Here is a function that can get the request body, parse it and return the Maybe Article

 getArticleParam :: ActionT TL.Text IO (Maybe Article) getArticleParam = do b <- body return $ (decode b :: Maybe Article) where makeArticle s = "" 

The last thing left: return the data to the client To do this, we define the following functions in the Views.hs file:

 articlesList :: [Article] -> ActionM () articlesList articles = json articles viewArticle :: Maybe Article -> ActionM () viewArticle Nothing = json () viewArticle (Just article) = json article createdArticle :: Maybe Article -> ActionM () createdArticle article = json () updatedArticle :: Maybe Article -> ActionM () updatedArticle article = json () deletedArticle :: TL.Text -> ActionM () deletedArticle id = json () 

Server performance

For the tests, I used a Samsung 700Z laptop with 8GB of memory and a quad-core Intel Core i7.

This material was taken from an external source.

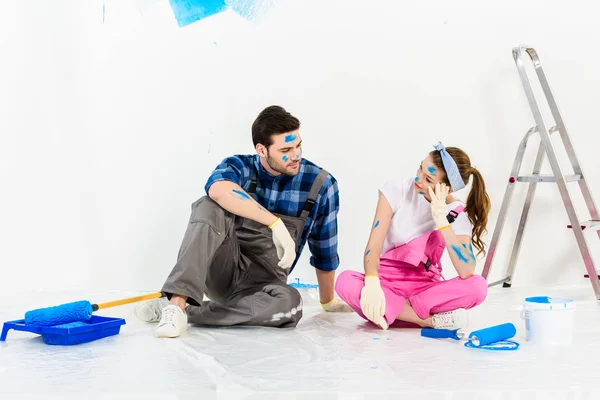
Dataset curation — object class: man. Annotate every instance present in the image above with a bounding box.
[135,105,352,338]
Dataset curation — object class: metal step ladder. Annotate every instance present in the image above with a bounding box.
[481,45,600,300]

• 1000 consecutive PUT requests to create an article entry.
  Average response time: 40 milliseconds, approximately 25 requests per second.
  
• 100 threads with 100 PUT requests each.
  Average response time: 1248 milliseconds, approximately 80 parallel requests per second.
  
• 100 threads of 1000 GET requests returning 10 article entries.
  Average response time: 165 milliseconds, approximately 600 requests per second.
  

Just to make at least something to compare, I implemented exactly the same server in Java 7 and Spring 4 with the Tomcat 7 web server and got the following numbers.

• 1000 consecutive PUT requests to create an article entry.
  Average response time: 51 milliseconds, approximately 19-20 requests per second.
  
• 100 threads with 100 PUT requests each.
  Average response time: 104 milliseconds, approximately 960 parallel requests per second.
  
• 100 threads of 1000 GET requests returning 10 article entries.
  Average response time: 26 milliseconds, approximately 3800 requests per second.
  

findings

If you do not have enough practice in Haskell, and you want to try writing web applications on it, here you will find an example of a simple server with CRUD operations for one entity, Article, described in the article. The application is implemented as a JSON REST service and requires basic authentication on secure routes. MySQL is used for data storage, a connection pool is used to improve performance. Since the application does not store state in the session, it is very easy to scale it horizontally, and besides, the stateless server is ideal for developing microservice architecture .

Using Haskell to develop a JSON REST server has made it possible to get a short and beautiful source that, among other things, is easy to maintain: refactoring, making changes and additions will not require much work, because the compiler itself will check the correctness of all changes. The disadvantage of using Haskell is not very high performance of the received web service in comparison with the similar written in Java.

PS

On the advice of the comments conducted additional testing. Changing the number of threads to N = 8 inclusive - does not affect performance. When reducing N further, the performance drops, because On my laptop 8 logical cores.

Another interesting thing. If you disable saving the record in the database, the average delay in the response of the service in Haskell drops to as much as 6 milliseconds (!), In a similar service in java this time is 80ms. Those. the bottleneck in the shown project is interaction with the database, if you turn it off, then Haskell is 13 times faster than the similar functionality in Java. Memory consumption is also several times lower: approximately 80MB vs. 400MB.